The Department of Education will need $36 million to $41 million in emergency appropriations from the Legislature and more than $153 million during the next two fiscal years, according to legislative testimony last week. Much of this will be needed to offset the cost of meeting court-ordered obligations such as the Felix Consent Decree to improve special education.

The price for lunch will rise on July 1 from the current 75 cents to one-third of the cost of preparing the meals. Since the cost of a meal is now $2.68 per student, the price will be $1, a modest increase of a quarter per lunch. Lunches will continue to be heavily subsidized.

The one-way price for riding a school bus is 50 cents. At that rate, the school bus program has been operating at a deficit since 1996. A proposal to double the rate faces opposition, since that would amount to more than $20 a month for round trips.

"Doubling to me seems really burdensome," says Karen Knudsen, school board member and former chairwoman. Of course, the burden is apparent only in comparison with the $12.50 monthly student pass for riding city buses, which also are subsidized.

Board member Denise Matsumoto proposes a one-way school bus rate increase to 35 cents -- still more than the monthly city bus rate for students -- and an examination of ways to cut costs by eliminating school bus routes that run alongside city buses in urban Honolulu.

Fares should should be raised enough to put the school bus program into the black. The state's education system is costly enough without being saddled with the rising monetary losses of ancillary programs.


Chavez’s statements
warrant scrutiny

Bullet The issue: Linda Chavez, the nominee for labor secretary, has been accused of housing an illegal immigrant who performed housework for her in the early 1990s.
Bullet Our view: The nominee's actions and her denial of awareness of the woman's illegal status raise legitimate questions about her suitability to oversee labor laws.


PUBLIC officials often fall from grace not because of their questionable conduct but from their lack of candor regarding those acts. Linda Chavez, President-elect George W. Bush's nominee as labor secretary, faces scrutiny not so much for allegations that she paid an illegal immigrant who did housework but for her denial that she was aware of her illegal status.
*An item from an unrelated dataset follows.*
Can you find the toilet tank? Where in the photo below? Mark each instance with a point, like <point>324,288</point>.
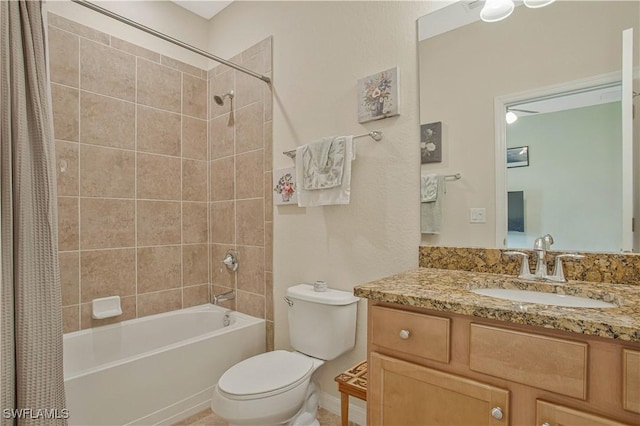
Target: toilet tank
<point>321,324</point>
Those circumstances should give the Senate pause in confirming Chavez's nomination.

Chavez gave housing and financial assistance to a Guatemalan woman, Marta Mercado, who lived in Chavez's Maryland home for two years, beginning in late 1991. Chavez says she helped Mercado as a gesture of compassion. In an interview with the Washington Post, Mercado agreed that she "really was not an employee" of Chavez. She said she considered the occasional $100 or $200 that Chavez gave her to be a way of showing appreciation.

A Bush transition official said Mercado performed chores around the Chavez house "on an irregular basis" and that Chavez "provided her with spending money from time to time." However, while the distinction between employment and providing spending money may be vague, housing an illegal immigrant is against the law, even if the person is not an employee.

The larger problem may be that Chavez, according to several Bush aides, told Bush advisers that she was not aware that Mercado was in the United States illegally until after Mercado had left her home in late 1993. Mercado told the Post that she told Chavez of her illegal status about three months after moving into her home. In addition, Abigail Thernstrom, an author and friend of Chavez, told the New York Times she recalled that Chavez had been aware of Mercado's illegal status while she stayed in her home.

Ari Fleischer, a Bush transition spokesman, said that Chavez "has a history of taking people in. America has a long history of taking people in...the church community often does it and it's looked upon as act of compassion to help people in need."

Chavez's apparent charitable instinct is admirable, even if naive. However, the questions that arise have more to do with the potential labor secretary's appreciation of the law and how forthright she has been about these circumstances.